Today across the blogosphere Ada Lovelace will be honoured by writing about her and other remarkable women in technology. But today I prefer to appeal to and for the unremarkable.
At the day job we've been hiring people continuously for a year for programming jobs. My entire team of 12 is all men, and in the last 12 months we've interviewed two women. Looking into all the candidates who've sent in an application, men overwhelm women with a ratio of 24:1. Even if we just hired people randomnly the chance of hiring a woman would be tiny.
I find this situation tragic. We've hired with blindness to the age of our employees or their backgrounds. In a team of 12 there are people who hail from Mexico, Northern Ireland, Greece (via Canada), and Poland. But not a single woman.
And yet I've known women who love these implacable machines as much as I. I've talked to women programmers about the deepest guts of computers, about algorithms and problems to be solved. Many of those women have recognized something that people outside the industry overlook: much of computer programming is a craft.

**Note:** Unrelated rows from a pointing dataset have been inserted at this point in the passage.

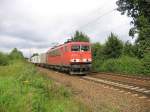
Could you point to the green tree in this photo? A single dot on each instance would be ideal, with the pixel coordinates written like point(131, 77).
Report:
point(4, 60)
point(128, 49)
point(113, 47)
point(139, 10)
point(81, 37)
point(16, 54)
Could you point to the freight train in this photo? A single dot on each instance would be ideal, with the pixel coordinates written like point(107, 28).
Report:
point(72, 57)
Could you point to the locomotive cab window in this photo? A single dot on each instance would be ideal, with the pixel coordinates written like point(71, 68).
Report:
point(85, 48)
point(75, 48)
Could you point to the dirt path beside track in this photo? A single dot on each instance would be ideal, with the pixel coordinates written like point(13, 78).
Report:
point(98, 97)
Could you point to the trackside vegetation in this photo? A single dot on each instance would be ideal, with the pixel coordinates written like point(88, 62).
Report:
point(117, 56)
point(24, 89)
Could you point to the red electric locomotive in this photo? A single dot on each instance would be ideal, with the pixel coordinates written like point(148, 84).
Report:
point(74, 57)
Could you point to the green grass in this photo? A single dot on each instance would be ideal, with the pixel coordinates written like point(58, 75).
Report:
point(124, 65)
point(23, 89)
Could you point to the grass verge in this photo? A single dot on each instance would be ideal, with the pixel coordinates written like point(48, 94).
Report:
point(23, 89)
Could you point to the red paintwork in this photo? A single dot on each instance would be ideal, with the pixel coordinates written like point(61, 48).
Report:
point(64, 57)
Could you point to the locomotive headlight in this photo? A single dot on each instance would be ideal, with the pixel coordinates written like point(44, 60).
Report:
point(90, 59)
point(72, 60)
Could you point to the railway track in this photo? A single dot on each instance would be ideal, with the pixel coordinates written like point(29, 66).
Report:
point(140, 90)
point(125, 76)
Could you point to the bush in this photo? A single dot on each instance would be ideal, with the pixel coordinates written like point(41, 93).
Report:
point(125, 64)
point(3, 59)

The people who made the smart phone in your hand, or built the system that waits patiently in your car for an accident to happen so it can fire the airbags in the right order, or made your web-based email and your music player, or built the software on the Voyager 1 spacecraft that keeps it looking longingly back at Earth as it leaves our grasp: those people are incredibly creative.
They have made beautiful things: beautiful things that everybody sees, and beautiful computer structures hidden out of sight but playing a part in all of our lives. They have struggled against constraints of time, space and resources, and they have made. Although software may seem ephemeral because it has no physical form, these people, men and women, have sculpted electricity to form numbers to form programs and make software that touches the physical world.
So, my appeal when thinking about Ada Lovelace is to all the women who, like me, will never be a world famous genius, who will never look like computer engineer Barbie, but, like the men I've worked with in the computer industry, love what they do. Don't think that computers are just for men to program and debug, but come place your fingers on a keyboard and share with me the joy of making.
And, perhaps, one day, I won't remark a woman in a team of computer programmers, because she'll be unremarkable. Or at least I'll only remark her because she's remarkable for her ability, not her missing Y.